IndexLSH for Fast Similarity Search in Faiss

Hi and welcome to the video. We're going to be covering how we can implement LSH in FICE. Now we covered LSH and how it works using random projection in a previous video which I'm going to release at the same time as this video so I'll link to that in the description if you want to understand how LSH works.

But in this video we're just going to cover how we implement it in FICE. So we're going to be using the SIFT1M dataset which you can download using, I'll put a link to the script in the description, but it's just a big dataset of dense vectors. Now from this we'll get our 1 million samples xb and we also have our queries which I'm going to just, we're just going to use one query at a time.

Okay so we'll have one query, 1 million samples, and we perform our search using that.
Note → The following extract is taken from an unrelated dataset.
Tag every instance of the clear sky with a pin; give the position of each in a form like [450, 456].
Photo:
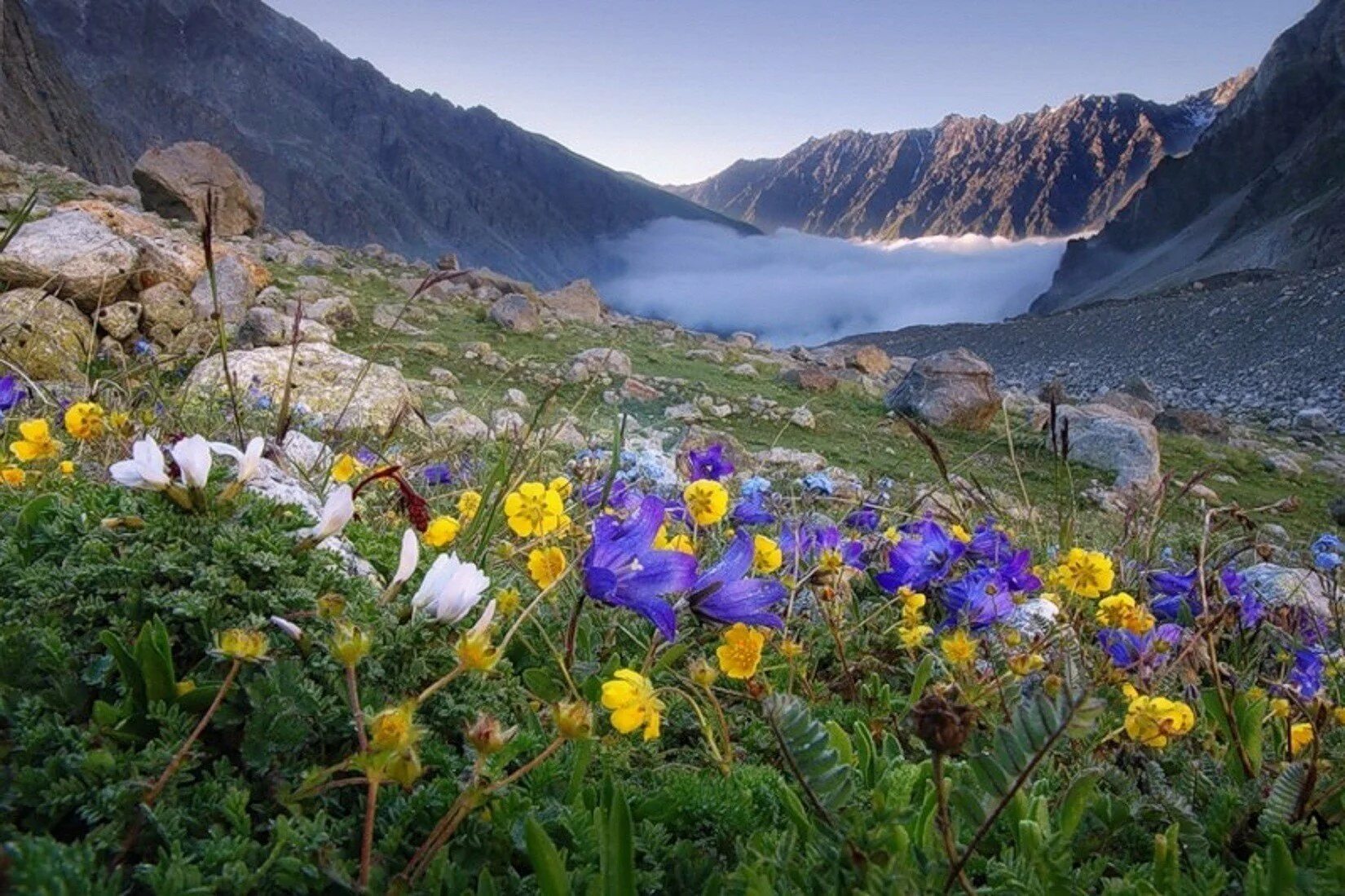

So what we first want to do is import FICE. I'm going to get my dimensionality which is is it xb.shape and one I think d yep 128 so that's our dimensionality of each vector within the SIFT1M dataset and initially let's use an n bits value of 4 which gives us if we think about it how many how many buckets does that give us we can do this right so it gives us a total of 16 buckets.

Okay these are also potential buckets our vectors aren't necessarily going to be separated between all of them they might we might end up only using like 10 of those buckets for example. Okay and then what we want to do is initialize our index so FICE index lsh and in here we need to pass our dimensionality and also our n bits value so how many binary values we're going to include within each bucketed item.

So do we first thing it's always good to check do we need to train the index. Index is trained is true so that means we don't need to train it there's no optimizations or anything we need to do here so that's good don't need to worry about that and then so without needing training all we do is index add and we add our data.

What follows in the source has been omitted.